On the morning of Friday, December 14, 2012, a lone gunman entered Sandy Hook Elementary School in Newtown, Connecticut. Among the 27 victims that died at his hand that day, 20 were young children. As yet no motive for the slaughter has been identified.
Despite the myriad words, there are no words — no words to describe the loss or the grief.
How does one small community shoulder 20 small caskets at one time?
How do 5- and 6-year-olds step over and around the bleeding bodies of their playmates as they are marched out from a place they never considered to be anything but safe? The media reported that the children were told to close their eyes as they were led out; but which is the greater horror: the copper-penny smell of newly-spilled blood in sightless nostrils; or seeing the small corpses strewn about, helter-skelter?
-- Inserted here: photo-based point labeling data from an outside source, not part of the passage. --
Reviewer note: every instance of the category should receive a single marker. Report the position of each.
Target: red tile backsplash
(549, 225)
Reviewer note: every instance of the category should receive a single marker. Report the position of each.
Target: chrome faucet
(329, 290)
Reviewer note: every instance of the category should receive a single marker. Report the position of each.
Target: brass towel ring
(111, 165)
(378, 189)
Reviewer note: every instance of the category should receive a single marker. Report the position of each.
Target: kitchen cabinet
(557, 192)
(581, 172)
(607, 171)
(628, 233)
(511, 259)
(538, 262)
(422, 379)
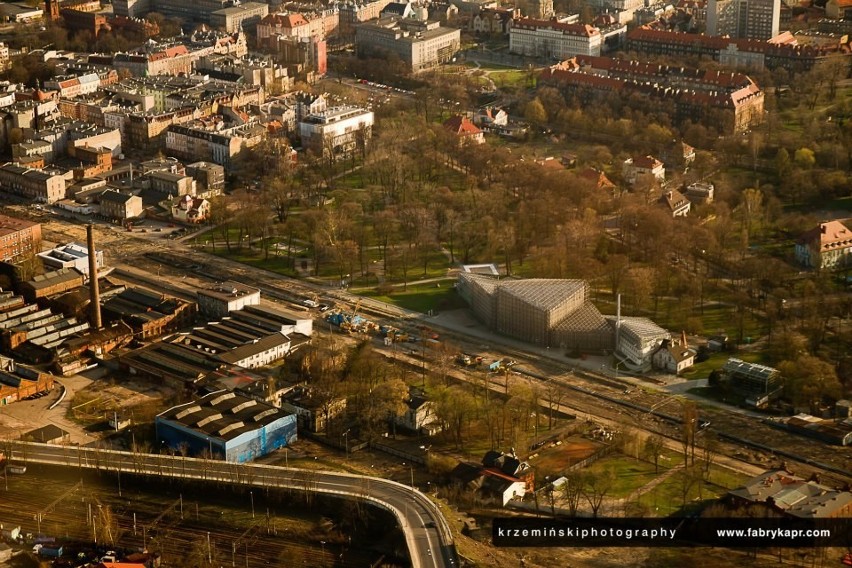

While seated around the table near the fireplace at our holiday office party, co-workers stroked their smartphone screens, searching for updates. One of the women received text messages from her husband, who had been deployed to the scene. Periodically, someone would rise and momentarily disappear, only to return with the latest news from the big-screen TV above the bar. We consumed our food and drink without appetite. “Don’t think about it,” someone said.
We sang a few songs, a couple of the old favorites. I struggled to recall the words; somehow the notes failed me. After dessert I rose to take my leave. Already it was dark outside.
That evening we watched the news camera footage. Only the images spoke. Many words were uttered, but they made no sense. Only the pictures spoke, and they left us dumb.